Statistical comparisons were made with a 1-df Mantel-Haenszel χ2 test (comparing the complication rates in period 2, accounting for the ordinality of the period 1–based facility groupings) and a Spearman correlation coefficient (quantifying the magnitude of this association). As a technical point, it should be noted that our primary interest was in the absolute magnitude of the differences between the groups in period 2, not necessarily in the probability value that compares these rates. In particular, this probability value tests the null hypothesis that there is no difference whatsoever in outcome rates (ie, that all the variation in period 2 is due the effects of “noise” at time 1). Our interest was not in the question of whether none of the variation in complication rates during period 2 is predictable from the rates in period 1 (this being assessed by the above probability value) but how much of the variation in period 2 is predictable (this being assessed by the analyses described above).

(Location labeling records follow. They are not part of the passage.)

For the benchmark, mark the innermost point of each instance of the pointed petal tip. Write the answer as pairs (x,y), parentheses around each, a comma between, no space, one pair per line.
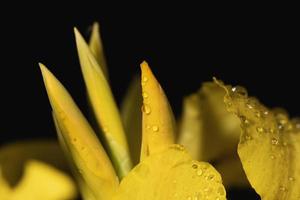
(146,70)
(96,26)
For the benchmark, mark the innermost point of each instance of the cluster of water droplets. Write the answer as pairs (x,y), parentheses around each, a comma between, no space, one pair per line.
(274,125)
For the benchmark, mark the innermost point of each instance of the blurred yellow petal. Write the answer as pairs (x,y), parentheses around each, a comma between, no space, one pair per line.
(210,133)
(20,175)
(171,174)
(41,181)
(85,191)
(269,146)
(104,107)
(14,156)
(132,118)
(191,127)
(88,154)
(5,190)
(219,131)
(96,47)
(158,126)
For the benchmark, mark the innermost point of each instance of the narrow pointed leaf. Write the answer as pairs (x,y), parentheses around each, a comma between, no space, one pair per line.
(132,118)
(158,125)
(105,108)
(210,133)
(96,47)
(14,156)
(171,174)
(87,152)
(191,127)
(269,146)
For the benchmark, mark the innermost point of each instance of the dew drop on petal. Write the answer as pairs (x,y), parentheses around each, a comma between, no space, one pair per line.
(146,109)
(155,128)
(274,141)
(239,91)
(145,95)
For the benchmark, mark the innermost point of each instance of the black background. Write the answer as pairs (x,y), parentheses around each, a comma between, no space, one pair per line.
(252,45)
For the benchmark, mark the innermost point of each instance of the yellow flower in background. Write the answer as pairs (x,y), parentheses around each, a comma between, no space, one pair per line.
(133,154)
(34,170)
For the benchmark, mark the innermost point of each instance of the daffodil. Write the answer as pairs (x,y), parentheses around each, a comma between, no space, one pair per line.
(104,168)
(140,151)
(34,170)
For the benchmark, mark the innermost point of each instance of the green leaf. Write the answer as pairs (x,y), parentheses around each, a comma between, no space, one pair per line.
(171,174)
(88,154)
(104,107)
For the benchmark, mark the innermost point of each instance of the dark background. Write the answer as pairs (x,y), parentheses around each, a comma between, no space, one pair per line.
(253,46)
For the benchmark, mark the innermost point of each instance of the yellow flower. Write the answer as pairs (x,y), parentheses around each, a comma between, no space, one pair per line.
(104,170)
(133,154)
(34,170)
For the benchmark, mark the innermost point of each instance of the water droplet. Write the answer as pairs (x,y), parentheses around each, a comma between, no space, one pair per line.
(257,114)
(155,128)
(145,79)
(199,172)
(274,141)
(146,109)
(244,120)
(221,191)
(178,147)
(239,91)
(266,112)
(251,103)
(296,123)
(248,137)
(145,95)
(105,129)
(260,129)
(210,177)
(282,188)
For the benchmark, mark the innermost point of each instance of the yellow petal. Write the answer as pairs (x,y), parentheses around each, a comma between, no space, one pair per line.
(232,172)
(171,174)
(19,175)
(158,119)
(269,146)
(41,181)
(96,47)
(132,118)
(87,152)
(5,190)
(104,107)
(206,119)
(191,127)
(211,134)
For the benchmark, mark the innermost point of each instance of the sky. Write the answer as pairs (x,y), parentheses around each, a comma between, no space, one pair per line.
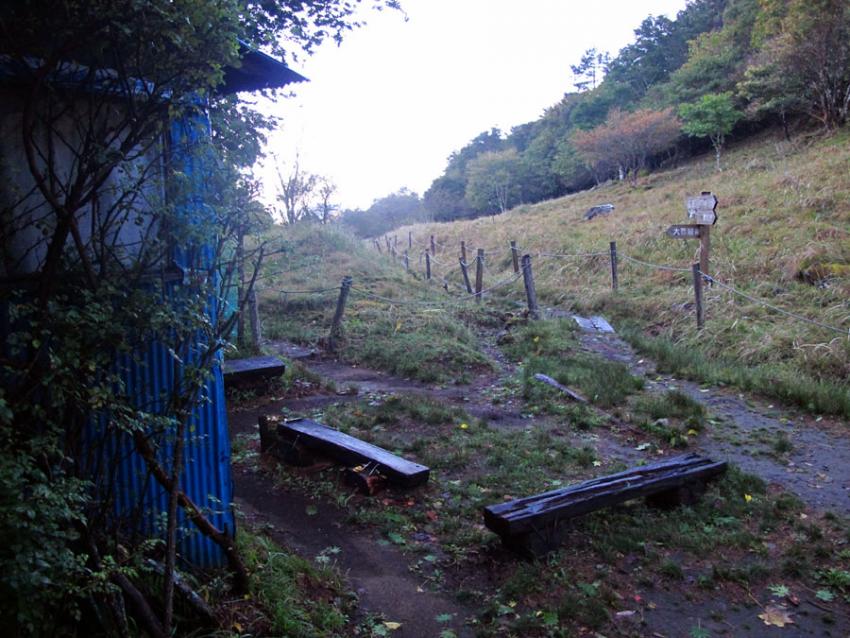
(386,108)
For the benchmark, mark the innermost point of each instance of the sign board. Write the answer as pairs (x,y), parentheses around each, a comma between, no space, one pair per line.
(684,231)
(702,209)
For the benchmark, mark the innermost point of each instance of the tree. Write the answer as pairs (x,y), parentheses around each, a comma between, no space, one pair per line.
(385,213)
(93,218)
(712,116)
(494,182)
(590,70)
(627,141)
(294,191)
(326,190)
(808,59)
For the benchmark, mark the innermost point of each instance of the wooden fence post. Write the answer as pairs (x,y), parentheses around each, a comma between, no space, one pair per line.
(333,337)
(479,274)
(465,272)
(698,295)
(256,329)
(614,282)
(530,292)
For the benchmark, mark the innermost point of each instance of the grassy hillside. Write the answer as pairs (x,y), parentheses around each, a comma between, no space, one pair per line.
(783,236)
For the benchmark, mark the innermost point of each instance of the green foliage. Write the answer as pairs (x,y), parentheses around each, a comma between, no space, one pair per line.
(549,347)
(494,180)
(385,213)
(713,116)
(301,599)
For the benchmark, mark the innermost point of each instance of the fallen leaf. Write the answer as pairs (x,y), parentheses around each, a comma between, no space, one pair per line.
(776,616)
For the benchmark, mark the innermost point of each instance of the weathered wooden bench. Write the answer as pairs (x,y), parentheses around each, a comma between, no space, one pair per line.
(242,373)
(532,525)
(287,438)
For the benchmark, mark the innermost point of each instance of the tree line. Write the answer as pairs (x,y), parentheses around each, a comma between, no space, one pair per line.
(721,66)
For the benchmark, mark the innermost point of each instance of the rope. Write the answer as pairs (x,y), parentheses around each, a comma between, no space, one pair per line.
(656,266)
(776,308)
(304,292)
(568,256)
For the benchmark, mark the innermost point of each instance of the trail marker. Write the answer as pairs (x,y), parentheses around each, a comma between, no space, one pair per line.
(702,211)
(684,231)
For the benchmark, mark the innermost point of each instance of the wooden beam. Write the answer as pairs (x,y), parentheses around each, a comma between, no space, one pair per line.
(352,451)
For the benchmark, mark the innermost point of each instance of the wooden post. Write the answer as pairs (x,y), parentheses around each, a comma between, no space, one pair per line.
(333,337)
(614,282)
(530,292)
(465,272)
(254,309)
(698,295)
(479,274)
(240,287)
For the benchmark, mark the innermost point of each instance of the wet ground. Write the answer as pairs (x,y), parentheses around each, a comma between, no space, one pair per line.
(742,431)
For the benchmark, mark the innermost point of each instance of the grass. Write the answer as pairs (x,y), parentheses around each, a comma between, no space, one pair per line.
(419,335)
(295,597)
(738,532)
(784,213)
(551,348)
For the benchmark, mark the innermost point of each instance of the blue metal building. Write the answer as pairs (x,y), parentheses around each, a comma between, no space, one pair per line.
(150,372)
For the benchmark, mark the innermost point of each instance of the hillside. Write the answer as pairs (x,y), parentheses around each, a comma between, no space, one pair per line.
(783,237)
(426,371)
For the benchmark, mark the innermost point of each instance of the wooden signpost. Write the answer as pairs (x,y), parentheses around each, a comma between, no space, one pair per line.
(702,211)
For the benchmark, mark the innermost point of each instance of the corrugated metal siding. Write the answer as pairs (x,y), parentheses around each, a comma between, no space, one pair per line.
(150,376)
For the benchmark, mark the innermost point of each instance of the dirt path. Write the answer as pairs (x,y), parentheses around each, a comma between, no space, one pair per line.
(745,432)
(377,572)
(742,432)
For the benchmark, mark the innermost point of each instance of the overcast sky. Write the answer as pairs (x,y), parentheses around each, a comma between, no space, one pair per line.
(386,108)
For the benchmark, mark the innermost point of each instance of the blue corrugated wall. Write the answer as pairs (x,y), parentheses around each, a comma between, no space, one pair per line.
(151,373)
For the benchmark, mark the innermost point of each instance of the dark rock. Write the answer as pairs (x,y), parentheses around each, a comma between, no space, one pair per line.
(601,209)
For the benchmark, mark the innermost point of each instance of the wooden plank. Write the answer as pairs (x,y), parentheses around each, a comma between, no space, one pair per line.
(253,369)
(575,396)
(524,515)
(702,208)
(352,451)
(684,231)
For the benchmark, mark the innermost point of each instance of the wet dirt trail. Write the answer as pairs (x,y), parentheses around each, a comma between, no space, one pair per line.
(744,431)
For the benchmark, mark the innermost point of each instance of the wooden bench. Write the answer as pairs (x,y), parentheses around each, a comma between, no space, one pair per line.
(531,525)
(242,373)
(351,451)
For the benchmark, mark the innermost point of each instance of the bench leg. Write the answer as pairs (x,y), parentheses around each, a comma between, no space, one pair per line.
(687,494)
(539,542)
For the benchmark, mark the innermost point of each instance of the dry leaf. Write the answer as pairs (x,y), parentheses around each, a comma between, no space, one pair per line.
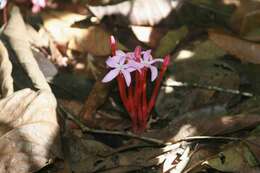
(195,125)
(17,37)
(245,19)
(96,98)
(94,39)
(236,158)
(241,49)
(29,131)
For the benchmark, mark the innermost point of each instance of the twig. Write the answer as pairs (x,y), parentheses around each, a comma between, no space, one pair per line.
(196,138)
(6,79)
(86,129)
(215,88)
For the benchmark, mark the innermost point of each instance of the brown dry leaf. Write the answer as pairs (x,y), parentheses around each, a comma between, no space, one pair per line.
(17,37)
(58,23)
(29,131)
(191,124)
(241,49)
(83,154)
(94,39)
(149,35)
(246,19)
(235,158)
(207,71)
(96,98)
(141,157)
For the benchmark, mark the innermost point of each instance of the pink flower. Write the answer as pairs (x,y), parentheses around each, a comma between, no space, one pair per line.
(3,3)
(147,62)
(38,5)
(118,63)
(134,97)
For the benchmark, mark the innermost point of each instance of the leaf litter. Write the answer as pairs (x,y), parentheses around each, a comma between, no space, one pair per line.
(57,115)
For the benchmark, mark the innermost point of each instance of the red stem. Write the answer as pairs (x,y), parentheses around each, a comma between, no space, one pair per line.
(144,100)
(112,42)
(157,84)
(5,18)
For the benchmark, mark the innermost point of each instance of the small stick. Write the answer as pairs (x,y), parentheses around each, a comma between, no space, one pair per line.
(86,129)
(215,88)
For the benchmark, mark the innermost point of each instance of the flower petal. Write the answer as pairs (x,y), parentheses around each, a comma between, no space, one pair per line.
(112,62)
(127,77)
(120,53)
(130,55)
(135,64)
(3,4)
(111,75)
(154,72)
(156,60)
(147,55)
(130,69)
(122,60)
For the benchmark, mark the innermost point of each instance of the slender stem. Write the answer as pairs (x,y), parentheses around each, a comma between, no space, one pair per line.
(157,83)
(139,90)
(122,91)
(144,100)
(112,42)
(5,11)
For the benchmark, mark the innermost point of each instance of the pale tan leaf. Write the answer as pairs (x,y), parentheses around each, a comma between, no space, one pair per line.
(29,131)
(241,49)
(6,79)
(17,37)
(137,12)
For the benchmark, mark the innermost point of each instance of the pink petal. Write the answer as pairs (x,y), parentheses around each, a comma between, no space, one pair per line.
(120,53)
(130,69)
(147,55)
(111,75)
(122,60)
(156,60)
(127,77)
(41,3)
(130,55)
(112,62)
(3,4)
(135,64)
(154,72)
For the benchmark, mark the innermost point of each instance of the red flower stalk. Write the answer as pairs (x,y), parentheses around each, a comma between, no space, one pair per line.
(134,94)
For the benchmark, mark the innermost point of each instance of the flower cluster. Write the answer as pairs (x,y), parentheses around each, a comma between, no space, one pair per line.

The number of unique patient records available for analysis was 7842: 3389 during 1994 to 1995 and 4453 during 1996 to 1997. Table 1 presents characteristics of the patients. Most were older white men. Patients with previous history of stroke, previous history of transient ischemic attack, and no recorded history of cerebrovascular symptoms were all well represented.
Table 1 also presents aggregate data on CEA complications. Considering the primary outcome of stroke, myocardial infarction, or death, the complication rate decreased from 3.9% during 1994 to 1995 to 3.3% during 1996 to 1997. Secondary complications decreased by ≈50%.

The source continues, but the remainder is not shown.